Ich habe beim Thema: Verhältnis von Illusion und Desillusionierung immer eine Szene in
einem im antiken Rom spielenden Film von F.Fellini – es war glaube ich Satyricon
– vor Augen, als sich gegen Ende die antike Szenerie, die Gebäude im Hintergrund, die Säulengänge
usw. als Täuschung entpuppt, bloss aufgemalt auf eine Zeltwand, die, als sie aufreisst, den Blick auf eine dahinter
liegende graue, trostlose Landschaft freigibt.

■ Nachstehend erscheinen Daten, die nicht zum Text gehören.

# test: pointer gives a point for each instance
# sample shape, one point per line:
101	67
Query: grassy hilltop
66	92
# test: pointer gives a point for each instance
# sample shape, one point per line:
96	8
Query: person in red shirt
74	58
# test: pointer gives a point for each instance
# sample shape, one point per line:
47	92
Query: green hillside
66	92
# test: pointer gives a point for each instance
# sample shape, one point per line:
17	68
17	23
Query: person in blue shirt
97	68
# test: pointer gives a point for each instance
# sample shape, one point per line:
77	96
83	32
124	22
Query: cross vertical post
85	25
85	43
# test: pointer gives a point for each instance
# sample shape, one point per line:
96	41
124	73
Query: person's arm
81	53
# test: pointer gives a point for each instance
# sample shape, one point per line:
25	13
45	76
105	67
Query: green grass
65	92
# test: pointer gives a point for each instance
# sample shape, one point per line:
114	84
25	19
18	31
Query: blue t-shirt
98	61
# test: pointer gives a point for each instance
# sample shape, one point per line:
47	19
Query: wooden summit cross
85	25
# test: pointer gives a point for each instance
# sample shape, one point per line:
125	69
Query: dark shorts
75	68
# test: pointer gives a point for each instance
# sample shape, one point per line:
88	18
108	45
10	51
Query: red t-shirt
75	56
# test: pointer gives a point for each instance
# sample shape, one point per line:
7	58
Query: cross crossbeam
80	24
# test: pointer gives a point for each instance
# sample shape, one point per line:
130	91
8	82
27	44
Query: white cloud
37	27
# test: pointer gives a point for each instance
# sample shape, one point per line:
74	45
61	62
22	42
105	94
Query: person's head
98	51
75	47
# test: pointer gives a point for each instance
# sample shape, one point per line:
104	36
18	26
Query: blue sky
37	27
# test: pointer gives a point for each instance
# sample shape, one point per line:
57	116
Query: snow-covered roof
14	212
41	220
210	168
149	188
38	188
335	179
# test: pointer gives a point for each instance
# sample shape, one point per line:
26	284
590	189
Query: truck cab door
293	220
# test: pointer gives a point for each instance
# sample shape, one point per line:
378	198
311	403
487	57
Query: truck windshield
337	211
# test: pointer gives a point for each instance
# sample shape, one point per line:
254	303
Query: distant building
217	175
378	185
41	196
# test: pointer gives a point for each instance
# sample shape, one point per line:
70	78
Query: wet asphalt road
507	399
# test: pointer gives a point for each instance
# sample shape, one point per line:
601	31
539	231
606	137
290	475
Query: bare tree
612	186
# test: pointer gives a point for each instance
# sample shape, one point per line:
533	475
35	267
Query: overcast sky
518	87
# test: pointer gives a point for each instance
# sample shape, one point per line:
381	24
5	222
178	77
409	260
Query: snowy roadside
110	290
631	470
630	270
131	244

Und insbesondere werde ich an meinen Abituraufsatz über Kafkas Erzählung Auf der Galerie
erinnert, mit dem ich im Lehrerkollegium meiner Schule einiges Aufsehen erregt hatte; es war das Gegeneinander
von Illusion, der scheinbar vollendeten Darbietung der Kunstreiterin, und dem desillusionierenden Blick auf die
Bedingungen, unter denen ihre Kunst zustande kommt, die Schinderei, ihre masochistische Unterwer- fung unter den
Willen des Impresarios, was damals bei der Behandlung des Kafka'schen Textes in mir offenbar eine Art Feuerwerk an
Einfällen entzündet hat.
Dann in meiner von Lesewut geprägten Studentenzeit erhielt mein pessimistischer Ausblick auf die Zukunft,
der sich seit der Schulzeit – einhergehend mit meiner Abkehr von der Religion – folgerichtig aus der
desillusionierten Weltsicht ergab, durch Lektüre von Werken wie Camus' Der Mythos von Sisyphos,
S.Freuds Das Unbehagen in der Kultur sowie Die Zukunft einer Illusion weiteren
Auftrieb. Komplementär dazu: Werke der belletristischen Weltliteratur wie Balzacs Romanzyklus
Illusions Perdues, in denen der Autor die schrittweise Desillusionierung des Protagonisten Lucien
de Rubempré "zelebriert", Kafkas Romane Amerika, Der Prozess, Das Schloss sowie Camus'
Der Fremde.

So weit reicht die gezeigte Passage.